Radon is a radioactive gas that naturally occurs through the decay of uranium in the ground. In the outside air, the gas dissipates rapidly in the air. Inside of a home, the gas can accumulate at unhealthy levels. The amount of radon in the earth varies widely based on geography.
Why is radon an issue?
According to the EPA, radon is responsible for approximately 21,000 lung cancer deaths each year. Radon is especially harmful to smokers and dramatically increases the risk of lung cancer. Even in non-smokers, radon is a leading cause of lung cancer.
I’ve heard radon isn’t a problem in Western Washington – is this true?
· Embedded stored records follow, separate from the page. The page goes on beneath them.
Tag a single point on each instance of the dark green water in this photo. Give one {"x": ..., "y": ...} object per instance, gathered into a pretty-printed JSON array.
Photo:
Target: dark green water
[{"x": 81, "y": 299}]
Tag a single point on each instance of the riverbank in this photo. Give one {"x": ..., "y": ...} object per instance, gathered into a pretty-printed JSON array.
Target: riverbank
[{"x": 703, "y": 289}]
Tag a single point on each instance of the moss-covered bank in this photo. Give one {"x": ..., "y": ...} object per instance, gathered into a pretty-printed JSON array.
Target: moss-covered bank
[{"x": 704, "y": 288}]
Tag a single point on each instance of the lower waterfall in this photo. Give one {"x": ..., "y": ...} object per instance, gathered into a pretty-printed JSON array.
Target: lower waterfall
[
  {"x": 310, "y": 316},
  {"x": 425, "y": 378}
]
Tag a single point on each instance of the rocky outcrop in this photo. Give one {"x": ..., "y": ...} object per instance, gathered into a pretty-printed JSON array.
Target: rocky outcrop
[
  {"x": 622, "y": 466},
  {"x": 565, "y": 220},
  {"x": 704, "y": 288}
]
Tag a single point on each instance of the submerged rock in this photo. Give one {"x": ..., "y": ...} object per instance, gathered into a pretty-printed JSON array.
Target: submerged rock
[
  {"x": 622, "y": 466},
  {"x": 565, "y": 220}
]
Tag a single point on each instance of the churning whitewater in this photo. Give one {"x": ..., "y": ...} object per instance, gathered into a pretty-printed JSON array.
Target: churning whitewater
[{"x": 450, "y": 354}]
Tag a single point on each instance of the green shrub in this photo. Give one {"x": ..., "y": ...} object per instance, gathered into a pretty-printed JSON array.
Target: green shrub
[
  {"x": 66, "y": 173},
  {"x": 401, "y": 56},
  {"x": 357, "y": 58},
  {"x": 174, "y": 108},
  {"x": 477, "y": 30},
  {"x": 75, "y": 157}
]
This issue has caused much confusion in recent years. The EPA publishes a map with radon risk zones. Naturally, people look at this map and use it to determine if their home lies within a high risk area. If it does not, they assume the risk is low and testing is not warranty. This is a sensible assumption, as the map appears to communicate the need for testing. However, this is not the EPA’s intent. The purpose of the map is to help local governments determine the need for more rigorous building standards to address radon gases. In the words of the EPA, “the map of radon zones should not be used to determine if individual homes need to be tested”.
Why the conflicting advice? The problem is radon is not perfectly uniform or consistent. While an area may have a low overall risk of radon, small regions within this area may have high levels of the gas. Therefore, the map cannot be used to rule out the risk of radon from an individual home or neighborhood, even if it lies within a low risk area.
How do you test for radon?
Radon testing is performed over a specific period of time, typically between 2 and 7 days. A sampling device is left at your home and sent to the lab at the end of the diagnostic period. Once the sample is processed, you’ll be sent a lab report with a description of the levels found in your home. Radon is measured in pCi/L (picocuries per liter of air). In the United States, the average indoor level is 1.3 pCi/L. The current EPA action level for radon is 4 pCi/L. When the levels are between 2 and 4, the EPA recommends people consider taking action.
Two basic categories of radon test kits exist, short and long term. Short term kits are used for sampling lengths of 2-4 days. Long term kits are used for 3-12 months. Long term test are more accurate, as they are less prone to false positives and negatives due to unique circumstances that may occur during a shorter testing window. Typically we recommend a short term test kit first. A long term test kit can be used as a follow up to verify the conclusion of the initial test.